We provide datasets with certified values for the posterior mean and standard deviation, to assess the accuracy of Markov chain Monte Carlo (MCMC) calculations in statistical software. Computational inaccuracy in MCMC has at least 5 sources:
Truncation error is the inexact binary representation error in storing decimal numbers according to the IEEE standard arithmetic. Of course, once these representational digits are truncated, they cannot be recovered; their effect can at best be held constant, and at worst propagated to larger errors through computations.
Cancellation error is an error that occurs when analyzing data that has low relative variation; that is, data with a high level of "stiffness". In "Assessing the Accuracy of ANOVA Calculations in Statistical Software" (Computational Statistics & Data Analysis 8 (1989), pp 325-332), Simon and Lesage noted that as the number of constant leading digits in a particular dataset increases and the data grows more nearly constant (i.e., the stiffness increases) accurate computation of standard deviations becomes increasingly difficult. This also holds for other similarly computed summary statistics, like the autocorrelation coefficient. In both cases computation is hindered by subtracting data from a mean quite close to the data, leaving behind the digits from the mantissa of each data element that are most likely to have been misrepresented. In other words, the accuracy in calculating the difference is difficult to maintain if the true difference is very small and is from the difference of two large numbers.
Accumulation error (also as noted by Simon & Lesage) is the error that occurs in direct proportion to the total number of arithmetic computations, which in turn in this case is proportional to the number of observations. The accumulation of small errors makes accurate computations difficult.

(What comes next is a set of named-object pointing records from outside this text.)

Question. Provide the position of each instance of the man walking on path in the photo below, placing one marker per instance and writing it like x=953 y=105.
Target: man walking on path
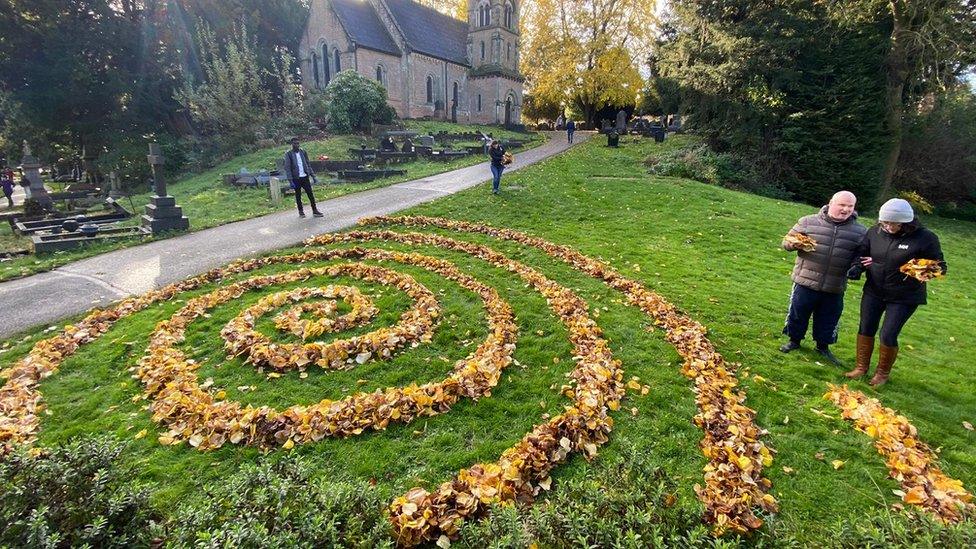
x=299 y=171
x=820 y=276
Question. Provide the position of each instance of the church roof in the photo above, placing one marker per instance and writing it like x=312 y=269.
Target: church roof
x=364 y=26
x=449 y=39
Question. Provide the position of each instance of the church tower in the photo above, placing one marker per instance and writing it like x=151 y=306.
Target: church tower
x=493 y=34
x=495 y=84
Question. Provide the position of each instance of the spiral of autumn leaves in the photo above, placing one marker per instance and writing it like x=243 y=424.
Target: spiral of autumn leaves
x=733 y=489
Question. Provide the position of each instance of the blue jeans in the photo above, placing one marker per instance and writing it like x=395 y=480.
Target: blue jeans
x=825 y=308
x=496 y=177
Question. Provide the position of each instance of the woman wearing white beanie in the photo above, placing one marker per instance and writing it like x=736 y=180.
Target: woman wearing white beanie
x=895 y=240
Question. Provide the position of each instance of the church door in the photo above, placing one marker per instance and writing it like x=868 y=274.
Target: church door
x=454 y=101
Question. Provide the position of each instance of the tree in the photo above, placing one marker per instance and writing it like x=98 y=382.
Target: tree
x=355 y=102
x=785 y=87
x=231 y=101
x=585 y=53
x=931 y=43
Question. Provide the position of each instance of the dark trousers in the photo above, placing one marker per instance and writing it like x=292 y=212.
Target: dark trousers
x=300 y=184
x=825 y=308
x=895 y=317
x=496 y=176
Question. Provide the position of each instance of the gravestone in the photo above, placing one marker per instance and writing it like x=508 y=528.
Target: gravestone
x=115 y=188
x=32 y=173
x=162 y=213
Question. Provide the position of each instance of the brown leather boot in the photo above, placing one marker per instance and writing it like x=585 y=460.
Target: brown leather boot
x=886 y=358
x=865 y=346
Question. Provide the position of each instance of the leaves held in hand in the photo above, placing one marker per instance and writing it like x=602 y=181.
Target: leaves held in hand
x=801 y=241
x=922 y=270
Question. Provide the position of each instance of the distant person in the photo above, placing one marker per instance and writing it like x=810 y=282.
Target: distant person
x=7 y=184
x=299 y=172
x=820 y=276
x=897 y=238
x=497 y=154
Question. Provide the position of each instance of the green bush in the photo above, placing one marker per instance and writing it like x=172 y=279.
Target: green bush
x=355 y=102
x=628 y=502
x=902 y=529
x=276 y=503
x=697 y=161
x=938 y=156
x=75 y=495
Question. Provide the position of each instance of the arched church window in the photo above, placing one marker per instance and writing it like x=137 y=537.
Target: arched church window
x=315 y=69
x=325 y=65
x=484 y=14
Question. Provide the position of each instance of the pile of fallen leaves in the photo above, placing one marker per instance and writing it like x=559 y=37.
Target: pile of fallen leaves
x=241 y=338
x=909 y=460
x=322 y=322
x=801 y=241
x=734 y=484
x=922 y=270
x=203 y=417
x=596 y=388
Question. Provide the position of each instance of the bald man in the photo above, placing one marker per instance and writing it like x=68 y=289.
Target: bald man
x=820 y=276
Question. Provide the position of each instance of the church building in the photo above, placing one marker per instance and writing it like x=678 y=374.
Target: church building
x=431 y=64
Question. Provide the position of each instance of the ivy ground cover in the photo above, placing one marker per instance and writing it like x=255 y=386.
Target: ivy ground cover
x=710 y=252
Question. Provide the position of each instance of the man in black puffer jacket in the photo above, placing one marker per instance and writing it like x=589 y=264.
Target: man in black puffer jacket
x=895 y=240
x=820 y=276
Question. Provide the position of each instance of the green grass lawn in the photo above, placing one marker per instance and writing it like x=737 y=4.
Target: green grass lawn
x=208 y=202
x=713 y=252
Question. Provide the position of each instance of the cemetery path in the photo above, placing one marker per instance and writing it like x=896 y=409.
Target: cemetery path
x=98 y=281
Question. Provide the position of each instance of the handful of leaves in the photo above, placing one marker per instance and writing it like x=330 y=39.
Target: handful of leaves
x=922 y=270
x=801 y=241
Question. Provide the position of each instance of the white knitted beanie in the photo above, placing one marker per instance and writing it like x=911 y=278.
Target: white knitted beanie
x=896 y=210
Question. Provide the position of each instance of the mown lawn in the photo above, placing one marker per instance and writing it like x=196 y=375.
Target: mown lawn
x=711 y=251
x=208 y=202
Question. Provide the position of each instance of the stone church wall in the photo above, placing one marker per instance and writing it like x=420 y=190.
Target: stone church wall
x=323 y=27
x=366 y=62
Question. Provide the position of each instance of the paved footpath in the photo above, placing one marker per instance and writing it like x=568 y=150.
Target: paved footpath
x=98 y=281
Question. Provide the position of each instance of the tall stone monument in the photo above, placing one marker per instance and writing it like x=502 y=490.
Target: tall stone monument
x=32 y=173
x=162 y=213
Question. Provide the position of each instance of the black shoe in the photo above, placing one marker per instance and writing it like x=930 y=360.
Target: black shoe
x=825 y=352
x=790 y=345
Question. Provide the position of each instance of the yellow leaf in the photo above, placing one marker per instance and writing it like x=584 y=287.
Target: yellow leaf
x=915 y=496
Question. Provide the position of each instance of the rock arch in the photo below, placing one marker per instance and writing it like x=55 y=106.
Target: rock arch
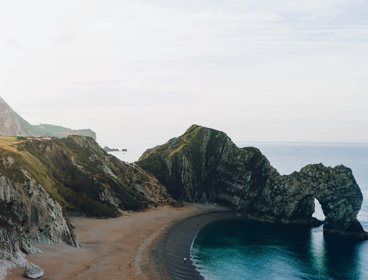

Digital computers use deterministic recursive mathematical rules to generate random numbers and hence they are predictable and called pseudo-random numbers. The quality of a pseudo-random number generator with respect to true randomness varies and depends on:
Simulation error for MCMC can come both from the randomness in the simulated values, and from the fact that the observations in the simulated Markov chain are not independently distributed, even asymptotically. Furthermore, there is also the "burn-in" error due to using a large finite number to approximate infinity.
Levels of Difficulty:
We use generated datasets to examine computational accuracy at different stiffness levels. Using the benchmark work of Simon and Lesage (1989), our generated datasets have the number of constant leading digits set to 9, 10, 11, 12, 13 or 14, with 11 observations in each of the six datasets.
Datasets are ordered by level of difficulty (lower, average, and higher) according to their stiffness, the number of constant leading digits. This ordering is simply meant to provide rough guidance for the user; producing correct results on a dataset of higher difficulty does not imply that your software will correctly solve all datasets of average or even lower difficulty. Of the 6 datasets, two datasets are of the lower level of difficulty, two are of average level of difficulty, and two of higher level of difficulty corresponding to having the leading digits 9 and 10, 11 and 12, 13 and 14 respectively.
Possible Computational Accuracy Improvements:
To improve computational accuracy to a dataset, one remedial measure is to carry out the MCMC computation with the leading digit subtracted from the datasets. Then insert the leading digit back to the MCMC result to restore the original scale of the data before performing the final statistical analysis. Another improvement is to make sure that the sample standard deviation is computed by the formula which first computes deviations about the mean before squaring and summing, as opposed to using the old desk calculator formula of a generation ago which involves the (computationally unstable) difference of 2 large numbers: the sums of squares of the raw data (uncentered) and the sum of the squared sample mean.
As noted in the General Background Information producing correct results for all datasets in this collection does not imply that your software will do the same for your own particular dataset. It will, however, provide some degree of assurance, in the sense that your package provides correct results for datasets known to yield incorrect results for some software.
We plan to update this collection of datasets in the future, and welcome your feedback on specific datasets to include, and on other ways to improve this web service.